Tymczasem – jak twierdzi I prezes SN – limit wydatków państwa nie może być kryterium ustalania zwrotu kosztów przejazdu sędziego z miejsca zamieszkania do siedziby sądu.
Ponadto prof. Gersdorf zwraca uwagę, że wysokość kosztów podlegających zwrotowi powinna odpowiadać w przybliżeniu kosztom rzeczywiście ponoszonym. „Co do tego, że podana w projekcie rozporządzenia kwota odpowiada temu warunkowi, istnieją poważne wątpliwości” – pisze I prezes SN.

Bez konsultacji

Projekt został negatywnie zaopiniowany również przez Krajową Radę Sądownictwa, która podniosła analogiczny argument nieadekwatności ustalonej stawki do rzeczywistych kosztów ponoszonych przez sędziów.
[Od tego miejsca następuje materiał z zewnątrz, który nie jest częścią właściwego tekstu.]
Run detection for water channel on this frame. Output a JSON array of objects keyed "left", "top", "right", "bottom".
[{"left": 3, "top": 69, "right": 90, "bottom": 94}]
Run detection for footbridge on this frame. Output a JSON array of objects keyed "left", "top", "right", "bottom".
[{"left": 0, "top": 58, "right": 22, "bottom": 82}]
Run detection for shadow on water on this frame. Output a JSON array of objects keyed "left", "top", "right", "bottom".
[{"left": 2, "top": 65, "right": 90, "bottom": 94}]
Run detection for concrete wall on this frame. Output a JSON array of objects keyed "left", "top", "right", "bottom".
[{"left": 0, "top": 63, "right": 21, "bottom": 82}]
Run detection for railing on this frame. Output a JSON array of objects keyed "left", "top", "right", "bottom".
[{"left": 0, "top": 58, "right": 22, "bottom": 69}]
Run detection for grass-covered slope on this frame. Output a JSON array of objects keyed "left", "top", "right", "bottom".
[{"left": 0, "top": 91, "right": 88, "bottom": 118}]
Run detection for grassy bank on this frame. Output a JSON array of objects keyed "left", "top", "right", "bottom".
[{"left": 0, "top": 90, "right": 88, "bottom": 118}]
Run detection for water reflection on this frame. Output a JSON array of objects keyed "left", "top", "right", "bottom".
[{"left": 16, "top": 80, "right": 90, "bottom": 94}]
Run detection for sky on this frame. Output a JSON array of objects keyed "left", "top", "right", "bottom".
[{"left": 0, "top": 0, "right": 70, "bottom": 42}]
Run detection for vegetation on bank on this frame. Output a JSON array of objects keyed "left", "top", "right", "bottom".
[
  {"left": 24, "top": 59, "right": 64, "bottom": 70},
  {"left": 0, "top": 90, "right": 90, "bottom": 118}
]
Wskazała również, że zaproponowana kwota rażąco odbiega od stawki wynikającej z przepisów dotyczących zwrotu kosztów przysługującego pracownikom z tytułu podróży służbowej na obszarze kraju.
Jednocześnie KRS „z ubolewaniem odnotowuje”, że po raz kolejny wskutek zbyt późnego przedstawienia projektu ustawy okołobudżetowej, została pozbawiona możliwości zaopiniowania go przed jego uchwaleniem.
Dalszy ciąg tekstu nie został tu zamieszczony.